(This is an English translation of my original Japanese article: 日本語版はこちら: https://blog.shibayu36.org/entry/2026/03/09/173000)
When I use gh api from Claude Code to fetch information from GitHub, a permission prompt pops up every single time, which is painful. Even a harmless command like the one below — just listing commits — needs my approval each run.
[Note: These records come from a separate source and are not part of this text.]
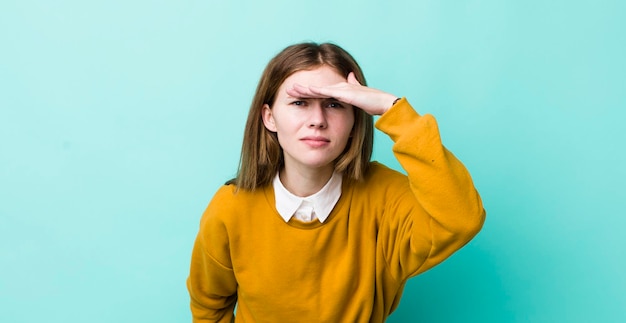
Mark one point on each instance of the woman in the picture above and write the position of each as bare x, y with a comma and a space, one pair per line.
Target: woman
310, 230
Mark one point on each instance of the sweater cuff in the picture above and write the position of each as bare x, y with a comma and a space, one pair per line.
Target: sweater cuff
396, 120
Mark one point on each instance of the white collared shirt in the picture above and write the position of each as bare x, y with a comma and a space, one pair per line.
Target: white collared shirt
317, 206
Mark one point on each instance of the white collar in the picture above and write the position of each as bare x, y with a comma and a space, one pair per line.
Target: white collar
323, 201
gh api "repos/anthropics/claude-code/commits?per_page=100&page=1"
But blanket-allowing gh api for convenience feels scary. The gh command can also do write operations like creating issues or merging PRs, so there's a real risk of unintended changes. I kept thinking: I wish I could allow only readonly operations.
While looking for a workaround, I found that the gh command supports switching profiles via the GH_CONFIG_DIR environment variable. So I used that to set up a dedicated readonly gh profile, wrapped it in a small command called ghro, and allowlisted only that wrapper in Claude Code.
First, create a Fine-grained personal access token on GitHub. Limit the permissions to readonly repository scopes only, and keep things like secret access closed.
Next, authenticate with a separate readonly profile. Changing GH_CONFIG_DIR lets you keep credentials separate from your normal gh.
GH_CONFIG_DIR=~/.config/ghro gh auth login --with-token <<< "<your-token>"
Then create the ghro wrapper script and place it somewhere on your PATH.
#!/bin/sh
GH_CONFIG_DIR=~/.config/ghro exec gh "$@"
chmod +x ghro
Finally, instruct Claude Code in CLAUDE.md to use ghro. I have it set up like this:
## When fetching information or content from GitHub
- Use the ghro command for readonly access to GitHub information
- Fetch cannot retrieve file contents — use the ghro command instead
- For any write operations, use the gh command instead of ghro
Now readonly operations run without permission prompts, and write operations still go through the regular gh command and properly trigger a permission prompt. By splitting read and write, I can have guardrails and convenience at the same time.